Au contraire, plusieurs éléments tendent à établir que le décès est intervenue par asphyxie :
- tout d'abord le constat d'huissier de justice dressé dès le lendemain des faits, qui rapporte que le boîtier gérant la ventilation était éteint et que M. Y... Robert a exposé à l'officier ministériel que ce boîtier ne pouvait plus être remis en fonctionnement depuis le jour du sinistre ;
- les conclusions de l'expert judiciaire, qui après avoir constaté un phénomène de température extérieure élevée et d'hygrométrie relative importante ainsi que l'arrêt de la ventilation, a considéré que le décès de ces animaux lourds venant de manger était décédé de cette cause.
L'expert judiciaire a encore relevé, ce que corroborent les bulletins météorologiques du 19 juin 2010, qu'un phénomène orageux à proximité de l'élevage porcin a entraîné l'arrêt de la ventilation du bâtiment d'engraissement et le dysfonctionnement du système d'alarme, occasionnant une température et une hygrométrie incompatibles avec la survie des animaux.
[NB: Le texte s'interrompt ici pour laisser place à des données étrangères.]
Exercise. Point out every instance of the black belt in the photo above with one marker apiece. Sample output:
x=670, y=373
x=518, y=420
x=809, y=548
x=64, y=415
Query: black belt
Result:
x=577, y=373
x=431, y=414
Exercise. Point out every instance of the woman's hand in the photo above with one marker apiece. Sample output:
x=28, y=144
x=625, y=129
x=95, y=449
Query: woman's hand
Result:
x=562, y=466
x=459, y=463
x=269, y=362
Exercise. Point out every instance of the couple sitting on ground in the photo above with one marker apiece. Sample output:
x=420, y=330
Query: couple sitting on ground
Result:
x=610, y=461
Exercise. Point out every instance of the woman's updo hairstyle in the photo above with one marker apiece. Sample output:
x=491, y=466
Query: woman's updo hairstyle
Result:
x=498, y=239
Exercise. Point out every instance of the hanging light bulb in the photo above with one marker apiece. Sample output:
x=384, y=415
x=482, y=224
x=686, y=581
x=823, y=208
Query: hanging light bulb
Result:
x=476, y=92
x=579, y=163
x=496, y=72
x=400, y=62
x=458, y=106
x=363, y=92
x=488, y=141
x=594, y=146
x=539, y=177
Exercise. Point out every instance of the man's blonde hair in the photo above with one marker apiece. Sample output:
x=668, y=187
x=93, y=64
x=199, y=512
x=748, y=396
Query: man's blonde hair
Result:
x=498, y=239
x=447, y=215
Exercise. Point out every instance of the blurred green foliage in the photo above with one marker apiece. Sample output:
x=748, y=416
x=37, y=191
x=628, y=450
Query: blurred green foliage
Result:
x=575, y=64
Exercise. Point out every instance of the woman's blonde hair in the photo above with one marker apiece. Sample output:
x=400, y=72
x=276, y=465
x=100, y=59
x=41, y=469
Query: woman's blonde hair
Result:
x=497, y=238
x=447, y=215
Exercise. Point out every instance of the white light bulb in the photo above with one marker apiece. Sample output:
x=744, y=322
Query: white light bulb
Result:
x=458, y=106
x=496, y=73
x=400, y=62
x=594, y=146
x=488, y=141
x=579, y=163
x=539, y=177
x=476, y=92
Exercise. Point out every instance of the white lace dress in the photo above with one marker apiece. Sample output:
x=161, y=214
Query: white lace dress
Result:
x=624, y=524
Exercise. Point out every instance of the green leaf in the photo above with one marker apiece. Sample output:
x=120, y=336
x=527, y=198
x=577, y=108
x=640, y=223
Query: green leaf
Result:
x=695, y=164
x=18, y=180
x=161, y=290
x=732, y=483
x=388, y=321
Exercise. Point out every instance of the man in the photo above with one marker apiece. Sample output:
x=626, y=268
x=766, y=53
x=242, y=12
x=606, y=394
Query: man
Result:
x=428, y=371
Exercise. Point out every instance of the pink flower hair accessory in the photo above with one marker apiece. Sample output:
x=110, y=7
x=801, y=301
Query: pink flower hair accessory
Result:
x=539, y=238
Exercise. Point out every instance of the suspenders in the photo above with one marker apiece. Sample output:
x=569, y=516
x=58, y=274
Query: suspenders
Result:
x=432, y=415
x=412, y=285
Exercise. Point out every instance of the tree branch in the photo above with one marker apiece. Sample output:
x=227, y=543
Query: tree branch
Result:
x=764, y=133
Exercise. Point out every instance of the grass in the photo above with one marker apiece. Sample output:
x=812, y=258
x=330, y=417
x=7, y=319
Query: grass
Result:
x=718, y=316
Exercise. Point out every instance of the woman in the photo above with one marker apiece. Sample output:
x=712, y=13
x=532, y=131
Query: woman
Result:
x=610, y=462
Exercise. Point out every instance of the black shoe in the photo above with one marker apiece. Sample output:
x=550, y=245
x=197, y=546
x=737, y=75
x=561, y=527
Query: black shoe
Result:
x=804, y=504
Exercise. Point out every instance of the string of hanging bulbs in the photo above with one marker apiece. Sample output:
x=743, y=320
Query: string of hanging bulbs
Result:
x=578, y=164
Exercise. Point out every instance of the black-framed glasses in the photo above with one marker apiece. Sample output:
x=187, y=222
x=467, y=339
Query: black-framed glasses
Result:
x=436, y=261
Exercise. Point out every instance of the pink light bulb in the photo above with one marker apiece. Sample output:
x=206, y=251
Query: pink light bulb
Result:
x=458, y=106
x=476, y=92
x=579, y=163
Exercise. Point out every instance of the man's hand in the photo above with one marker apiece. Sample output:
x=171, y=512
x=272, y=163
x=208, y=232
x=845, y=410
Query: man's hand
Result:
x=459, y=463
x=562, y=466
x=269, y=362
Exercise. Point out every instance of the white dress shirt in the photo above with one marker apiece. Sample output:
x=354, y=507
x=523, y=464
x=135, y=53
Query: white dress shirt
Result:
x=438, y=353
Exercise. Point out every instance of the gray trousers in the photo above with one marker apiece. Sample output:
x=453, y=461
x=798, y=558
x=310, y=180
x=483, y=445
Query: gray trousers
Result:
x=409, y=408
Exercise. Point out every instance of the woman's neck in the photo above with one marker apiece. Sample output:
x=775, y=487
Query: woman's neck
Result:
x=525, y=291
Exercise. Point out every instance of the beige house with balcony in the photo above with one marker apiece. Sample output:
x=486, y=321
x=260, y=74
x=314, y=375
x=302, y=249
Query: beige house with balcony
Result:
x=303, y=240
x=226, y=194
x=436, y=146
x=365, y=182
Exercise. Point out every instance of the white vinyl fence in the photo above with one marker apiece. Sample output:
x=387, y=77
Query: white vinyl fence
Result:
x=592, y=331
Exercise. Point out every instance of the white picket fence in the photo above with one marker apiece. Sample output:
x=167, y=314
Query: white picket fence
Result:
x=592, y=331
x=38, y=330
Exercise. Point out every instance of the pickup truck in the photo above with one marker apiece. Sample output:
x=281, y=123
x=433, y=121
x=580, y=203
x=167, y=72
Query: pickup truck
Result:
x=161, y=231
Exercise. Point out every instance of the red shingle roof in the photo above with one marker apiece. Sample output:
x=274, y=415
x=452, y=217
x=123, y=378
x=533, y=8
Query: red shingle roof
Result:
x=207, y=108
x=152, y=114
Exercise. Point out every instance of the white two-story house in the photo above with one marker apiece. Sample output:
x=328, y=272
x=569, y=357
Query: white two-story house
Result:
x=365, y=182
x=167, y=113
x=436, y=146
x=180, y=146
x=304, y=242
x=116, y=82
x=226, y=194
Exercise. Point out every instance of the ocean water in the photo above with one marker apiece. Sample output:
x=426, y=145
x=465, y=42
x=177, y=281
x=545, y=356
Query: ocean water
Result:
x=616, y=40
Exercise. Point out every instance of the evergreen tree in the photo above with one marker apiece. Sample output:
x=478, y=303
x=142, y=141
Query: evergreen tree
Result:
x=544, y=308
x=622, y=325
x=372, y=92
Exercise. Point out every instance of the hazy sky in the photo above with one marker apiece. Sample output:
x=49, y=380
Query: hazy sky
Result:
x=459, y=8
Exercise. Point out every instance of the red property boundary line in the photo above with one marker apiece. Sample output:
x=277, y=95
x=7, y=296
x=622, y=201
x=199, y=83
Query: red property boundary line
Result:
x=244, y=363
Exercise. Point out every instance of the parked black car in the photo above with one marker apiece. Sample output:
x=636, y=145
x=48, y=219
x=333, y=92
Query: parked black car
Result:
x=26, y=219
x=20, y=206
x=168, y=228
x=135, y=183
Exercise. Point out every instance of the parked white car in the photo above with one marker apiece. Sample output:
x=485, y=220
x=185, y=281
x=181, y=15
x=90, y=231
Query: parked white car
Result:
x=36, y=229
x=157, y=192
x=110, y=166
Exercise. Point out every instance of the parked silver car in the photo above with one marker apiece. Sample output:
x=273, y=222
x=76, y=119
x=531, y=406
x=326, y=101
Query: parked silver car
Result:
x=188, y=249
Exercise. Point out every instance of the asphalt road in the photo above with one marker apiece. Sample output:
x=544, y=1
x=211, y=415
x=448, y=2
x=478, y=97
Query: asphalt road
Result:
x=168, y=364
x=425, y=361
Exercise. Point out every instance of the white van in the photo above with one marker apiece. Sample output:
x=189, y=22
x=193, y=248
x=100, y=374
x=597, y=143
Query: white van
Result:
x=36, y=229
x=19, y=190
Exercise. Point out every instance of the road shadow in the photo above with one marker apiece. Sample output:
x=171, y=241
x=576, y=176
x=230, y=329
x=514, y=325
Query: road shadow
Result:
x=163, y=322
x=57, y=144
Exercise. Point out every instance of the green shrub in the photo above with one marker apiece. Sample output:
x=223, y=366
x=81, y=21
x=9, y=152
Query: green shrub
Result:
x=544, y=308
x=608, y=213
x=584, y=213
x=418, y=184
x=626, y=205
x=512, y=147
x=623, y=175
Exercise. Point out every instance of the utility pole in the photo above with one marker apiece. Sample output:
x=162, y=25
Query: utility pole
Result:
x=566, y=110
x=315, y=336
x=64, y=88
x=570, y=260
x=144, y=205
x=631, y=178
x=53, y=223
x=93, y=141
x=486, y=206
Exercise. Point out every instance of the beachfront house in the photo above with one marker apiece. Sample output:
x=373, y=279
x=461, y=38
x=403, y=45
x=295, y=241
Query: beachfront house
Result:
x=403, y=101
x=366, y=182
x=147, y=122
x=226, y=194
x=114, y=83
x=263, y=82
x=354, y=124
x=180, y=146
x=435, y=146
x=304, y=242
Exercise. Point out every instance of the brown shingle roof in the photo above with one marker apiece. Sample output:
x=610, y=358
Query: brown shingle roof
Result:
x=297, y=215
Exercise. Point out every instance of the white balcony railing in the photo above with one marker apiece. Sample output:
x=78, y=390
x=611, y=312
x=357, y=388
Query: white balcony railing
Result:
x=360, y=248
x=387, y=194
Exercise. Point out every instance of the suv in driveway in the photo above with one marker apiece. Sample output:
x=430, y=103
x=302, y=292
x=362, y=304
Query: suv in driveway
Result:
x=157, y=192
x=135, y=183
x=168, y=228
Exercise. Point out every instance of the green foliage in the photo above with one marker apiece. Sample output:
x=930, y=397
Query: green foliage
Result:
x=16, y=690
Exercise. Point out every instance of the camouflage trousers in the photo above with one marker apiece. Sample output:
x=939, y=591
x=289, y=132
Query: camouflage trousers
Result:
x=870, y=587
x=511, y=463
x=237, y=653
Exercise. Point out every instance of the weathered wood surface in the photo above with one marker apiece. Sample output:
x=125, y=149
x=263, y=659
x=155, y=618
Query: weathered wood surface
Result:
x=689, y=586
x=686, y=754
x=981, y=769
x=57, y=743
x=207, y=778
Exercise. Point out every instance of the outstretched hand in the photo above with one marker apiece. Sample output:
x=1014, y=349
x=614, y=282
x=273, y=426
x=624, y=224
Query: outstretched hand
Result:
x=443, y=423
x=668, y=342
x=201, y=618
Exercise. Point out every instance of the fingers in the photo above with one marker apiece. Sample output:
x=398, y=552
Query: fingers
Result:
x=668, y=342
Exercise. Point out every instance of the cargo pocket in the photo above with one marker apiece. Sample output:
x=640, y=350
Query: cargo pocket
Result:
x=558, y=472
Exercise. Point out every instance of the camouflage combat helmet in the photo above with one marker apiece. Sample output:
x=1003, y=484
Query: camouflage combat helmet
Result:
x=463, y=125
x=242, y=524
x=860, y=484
Or, sauf à considérer, ainsi que le soutient la défenderesse, que seul le foudroiement serait un effet direct de la foudre, analyse qui consisterait à vider pratiquement de sa substance la garantie, il est nécessaire de retenir que la panne électrique directement causée par la foudre, à l'origine du décès des animaux, doit être garantie ;
1°/ Alors que la cour d'appel relève que le contrat d'assurance souscrit auprès du Groupama d'Oc par M. Robert Y... garantit « les dommages matériels directs causés par l'incendie » ; que le terme incendie est défini comme s'entendant notamment de la foudre ; qu'il résulte de ces stipulations claires et précises que sont seuls garantis les dommages matériels directs causés par la foudre ; qu'en statuant comme elle l'a fait, après avoir elle-même constaté que, selon l'expert, les animaux étaient décédés non par foudroiement, mais par asphyxie, à la suite de l'extinction d'un boîtier gérant la ventilation du bâtiment d'engraissement, la cour d'appel, qui n'a pas déduit de ses propres constatations les conséquences légales qui s'en évinçaient nécessairement, a violé l'article 1134 du code civil, dans sa rédaction applicable à la cause, et l'article L.122-2 du code des assurances ;
2°/ Et alors qu'à supposer sur ce point adoptés les motifs du jugement confirmé, la cour d'appel, en statuant comme elle l'a fait sous couvert d'interpréter la clause des conditions générales du contrat limitant la garantie aux seuls dommages directs causés par l'incendie, ce terme s'entendant notamment de la foudre, cependant que cette clause était claire et précise, la cour d'appel aurait derechef violé l'article 1134 du code civil, dans sa rédaction applicable à la cause.